[Python-Dev] Wordcode: new regular bytecode using 16-bit units

Wed Apr 13 12:33:34 EDT 2016

Nice work. I think that for CPython, speed is much more important than
memory use for the code. Disk space is practically free for anything
smaller than a video. :-)

On Wed, Apr 13, 2016 at 9:24 AM, Victor Stinner
<victor.stinner at gmail.com> wrote:
> Hi,
>
> In the middle of recent discussions about Python performance, it was
> discussed to change the Python bytecode.
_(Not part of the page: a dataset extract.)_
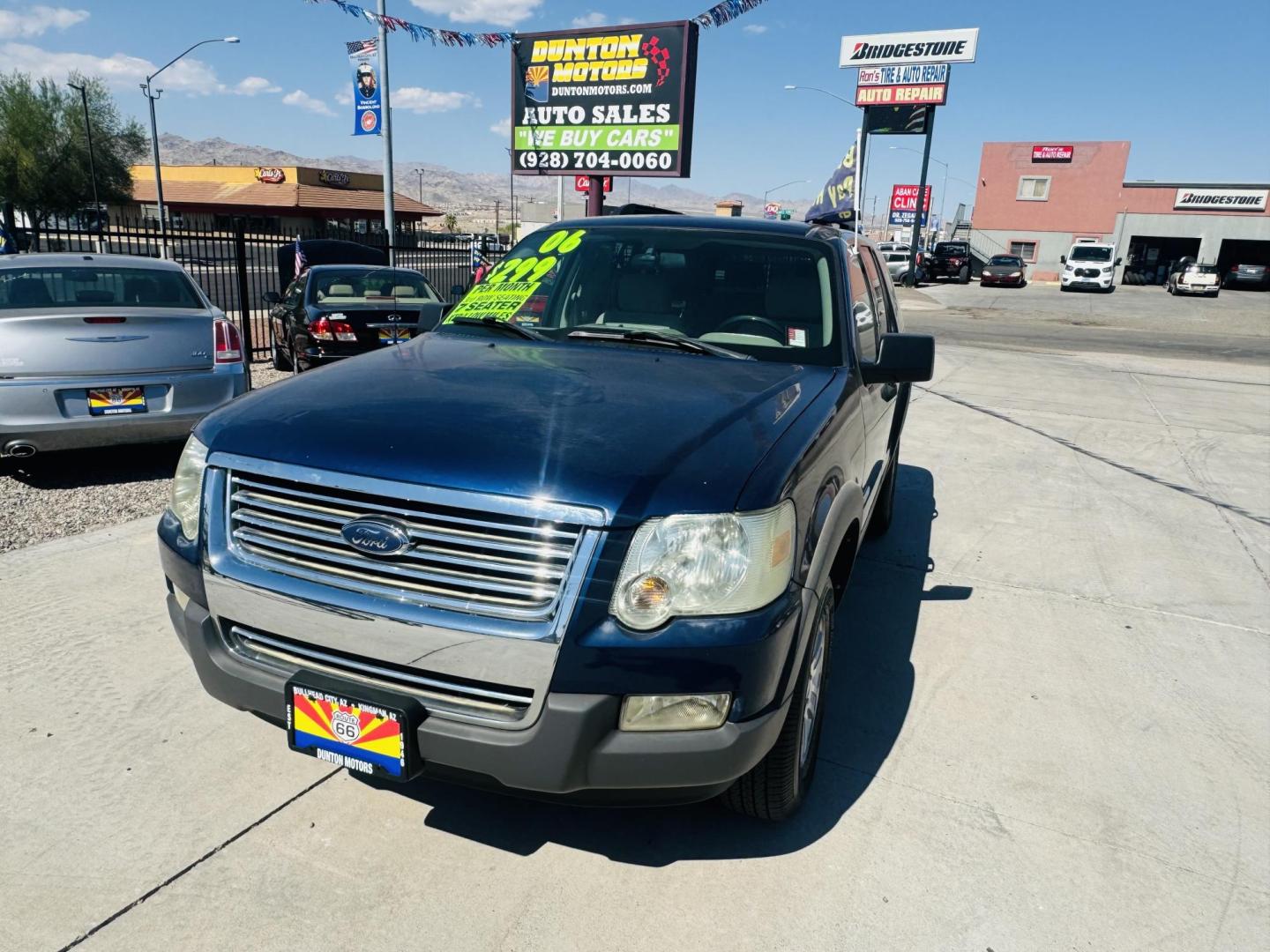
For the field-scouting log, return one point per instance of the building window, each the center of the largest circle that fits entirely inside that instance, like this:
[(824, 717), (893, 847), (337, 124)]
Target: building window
[(1033, 188), (1024, 249)]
Serhiy proposed to reuse
> MicroPython short bytecode to reduce the disk space and reduce the
> memory footprint.
>
> Demur Rumed proposes a different change to use a regular bytecode
> using 16-bit units: an instruction has always one 8-bit argument, it's
> zero if the instruction doesn't have an argument:
>
>    http://bugs.python.org/issue26647
>
> According to benchmarks, it looks faster:
>
>   http://bugs.python.org/issue26647#msg263339
>
> IMHO it's a nice enhancement: it makes the code simpler. The most
> interesting change is made in Python/ceval.c:
>
> -        if (HAS_ARG(opcode))
> -            oparg = NEXTARG();
> +        oparg = NEXTARG();
>
> This code is the very hot loop evaluating Python bytecode. I expect
> that removing a conditional branch here can reduce the CPU branch
> misprediction.
>
> I reviewed first versions of the change, and IMHO it's almost ready to
> be merged. But I would prefer to have a review from a least a second
> core reviewer.
>
> Can someone please review the change?
>
> --
>
> The side effect of wordcode is that arguments in 0..255 now uses 2
> bytes per instruction instead of 3, so it also reduce the size of
> bytecode for the most common case.
>
> Larger argument, 16-bit argument (0..65,535), now uses 4 bytes instead
> of 3. Arguments are supported up to 32-bit: 24-bit uses 3 units (6
> bytes), 32-bit uses 4 units (8 bytes). MAKE_FUNCTION uses 16-bit
> argument for keyword defaults and 24-bit argument for annotations.
> Other common instruction known to use large argument are jumps for
> bytecode longer than 256 bytes.
>
> --
>
> Right now, ceval.c still fetchs opcode and then oparg with two 8-bit
> instructions. Later, we can discuss if it would be possible to ensure
> that the bytecode is always aligned to 16-bit in memory to fetch the
> two bytes using a uint16_t* pointer.
>
> Maybe we can overallocate 1 byte in codeobject.c and align manually
> the memory block if needed. Or ceval.c should maybe copy the code if
> it's not aligned?
>
> Raymond Hettinger proposes something like that, but it looks like
> there are concerns about non-aligned memory accesses:
>
>    http://bugs.python.org/issue25823
>
> The cost of non-aligned memory accesses depends on the CPU
> architecture, but it can raise a SIGBUS on some arch (MIPS and
> SPARC?).
>
> Victor
> _______________________________________________
> Python-Dev mailing list
> Python-Dev at python.org
> https://mail.python.org/mailman/listinfo/python-dev
> Unsubscribe: https://mail.python.org/mailman/options/python-dev/guido%40python.org

-- 
--Guido van Rossum (python.org/~guido)